後で聞いたところによると、あの煙は持続的に吸飲を続けた場合に限って幻覚作用が顕れるらしく、煙が収まった時点で皆が迷妄状態から回復するのは時間の問題だったという。
 正気を取り戻した人びとは皆一様に夢でも見ていたかのような表情を浮かべて混乱し、毒ガスだの集団トランス状態だのと騒いでいたのだが、直後にスピーカーから犬笛に似た超高周波が鳴り響くと、混乱はすぐに終息し、何事も無かったかのように文化祭は再開されたそうだ。異変にようやく気付いた長門が、皆の意識の方向を逸らすための効果を有した特殊音波を作り出して全校に放送した、という事らしい。

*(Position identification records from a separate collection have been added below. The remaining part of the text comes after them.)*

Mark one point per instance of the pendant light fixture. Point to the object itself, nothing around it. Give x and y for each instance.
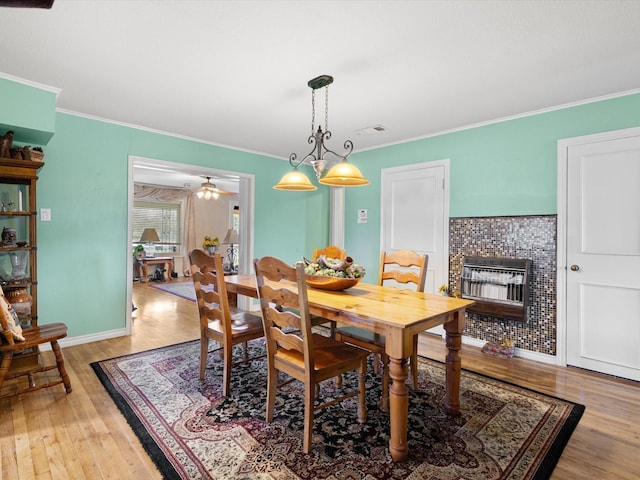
(342, 174)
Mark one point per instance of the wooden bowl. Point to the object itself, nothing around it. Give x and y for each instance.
(331, 283)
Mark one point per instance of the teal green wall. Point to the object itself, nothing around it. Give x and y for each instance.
(28, 111)
(505, 168)
(83, 253)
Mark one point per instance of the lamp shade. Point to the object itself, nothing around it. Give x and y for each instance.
(344, 174)
(149, 235)
(231, 237)
(295, 180)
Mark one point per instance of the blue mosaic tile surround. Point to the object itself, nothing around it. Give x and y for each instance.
(532, 237)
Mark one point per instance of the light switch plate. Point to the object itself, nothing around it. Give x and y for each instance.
(45, 214)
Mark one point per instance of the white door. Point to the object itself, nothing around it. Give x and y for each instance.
(415, 216)
(603, 256)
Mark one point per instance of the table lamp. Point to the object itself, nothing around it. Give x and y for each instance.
(149, 235)
(231, 238)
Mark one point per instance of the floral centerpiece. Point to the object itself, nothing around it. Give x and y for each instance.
(210, 244)
(333, 273)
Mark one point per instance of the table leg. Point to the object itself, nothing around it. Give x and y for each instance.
(398, 408)
(145, 272)
(453, 363)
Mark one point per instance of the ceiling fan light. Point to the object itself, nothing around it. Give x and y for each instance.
(344, 174)
(295, 181)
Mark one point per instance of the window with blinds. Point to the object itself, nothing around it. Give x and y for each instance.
(164, 217)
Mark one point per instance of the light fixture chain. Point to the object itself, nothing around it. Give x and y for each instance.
(313, 111)
(326, 108)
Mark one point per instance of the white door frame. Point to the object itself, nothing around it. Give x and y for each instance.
(444, 267)
(561, 293)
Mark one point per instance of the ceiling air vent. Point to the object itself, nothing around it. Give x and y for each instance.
(371, 130)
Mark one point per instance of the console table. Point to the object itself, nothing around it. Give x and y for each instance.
(142, 266)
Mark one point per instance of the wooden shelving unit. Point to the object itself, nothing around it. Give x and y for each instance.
(18, 211)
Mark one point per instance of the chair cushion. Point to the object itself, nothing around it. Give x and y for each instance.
(327, 352)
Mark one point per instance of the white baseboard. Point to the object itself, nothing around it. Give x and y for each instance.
(519, 352)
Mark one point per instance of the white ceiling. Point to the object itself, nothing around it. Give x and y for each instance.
(235, 73)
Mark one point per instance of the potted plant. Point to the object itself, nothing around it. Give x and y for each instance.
(210, 244)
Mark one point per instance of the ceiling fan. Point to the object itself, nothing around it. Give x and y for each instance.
(209, 190)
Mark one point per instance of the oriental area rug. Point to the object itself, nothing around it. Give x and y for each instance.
(192, 432)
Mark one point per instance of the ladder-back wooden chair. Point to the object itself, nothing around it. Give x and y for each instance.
(15, 341)
(218, 322)
(293, 349)
(413, 271)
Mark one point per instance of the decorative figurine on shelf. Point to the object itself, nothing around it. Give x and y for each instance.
(6, 141)
(9, 236)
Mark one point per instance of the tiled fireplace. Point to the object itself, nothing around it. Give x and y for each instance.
(531, 237)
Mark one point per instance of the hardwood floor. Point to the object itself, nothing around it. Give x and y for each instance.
(52, 435)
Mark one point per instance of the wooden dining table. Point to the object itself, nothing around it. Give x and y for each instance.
(398, 315)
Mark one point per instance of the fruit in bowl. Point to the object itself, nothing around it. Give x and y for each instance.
(332, 273)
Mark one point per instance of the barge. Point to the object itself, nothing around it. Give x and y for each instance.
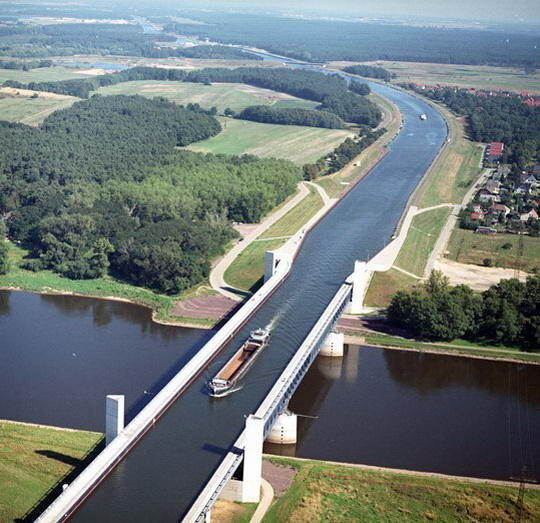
(225, 380)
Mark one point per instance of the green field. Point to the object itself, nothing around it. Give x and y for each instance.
(234, 96)
(298, 144)
(32, 460)
(247, 269)
(485, 77)
(328, 492)
(456, 169)
(31, 111)
(421, 238)
(468, 247)
(44, 74)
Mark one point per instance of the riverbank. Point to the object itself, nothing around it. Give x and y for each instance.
(34, 459)
(342, 492)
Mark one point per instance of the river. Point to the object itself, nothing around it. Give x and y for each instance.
(163, 474)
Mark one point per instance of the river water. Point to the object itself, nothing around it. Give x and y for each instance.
(163, 474)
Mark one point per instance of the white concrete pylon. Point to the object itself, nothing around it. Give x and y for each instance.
(360, 281)
(251, 483)
(114, 417)
(333, 345)
(284, 430)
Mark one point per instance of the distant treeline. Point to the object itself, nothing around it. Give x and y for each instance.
(331, 90)
(508, 313)
(99, 187)
(496, 119)
(370, 71)
(323, 40)
(292, 116)
(24, 66)
(341, 155)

 かく言う俺が正気に戻ったのは、魔界の番犬のように追いすがってくるハルヒから逃れるため、グラウンドに置かれた体育倉庫の屋根によじ登っている最中だった。
 消火器を探そうと校舎内に踏み入ったところまでは記憶がはっきりとしているのだが、その後の記憶には所々ぼんやりとした膜がかかってしまっており、辛うじて燃え上がる謎の植物を鎮火したような記憶は残っていたものの、どういう経緯から俺とハルヒが追いかけっこなんぞやっていたのかさっぱり理解できず、一足先に正気に戻って俺たちの姿を目視していたという古泉に聞いてみると、
「本当に聞きたいですか?」
 憐憫と哀切がたっぷり含まれた気遣わしげな視線を返してきたので 大人しく首を横に振った。俺の体中についた無数の痣と欠けた奥歯に関係があるのかもしれないが、世の中知らない方がいい事だってある。
 少し遅れて正気に戻ったハルヒも、傷一つ無い白い顔をおよそ十五度ほど傾けて、
「あんたとみくるちゃんを探してたら体育館の裏で何かが燃えてるのを見つけて、そんで消火器を取りに行ったところまでは覚えてるんだけど……」
 俺と似たようなものだったらしい。ハルヒの頭上にもハテナマークが飛び交っていた。そうして三人で鳥頭を突き合わせている最中、件の音波放送が流れ出し、俺たちもまたそれ以上疑問を持つことなく文化祭の後片付けに向かったのである。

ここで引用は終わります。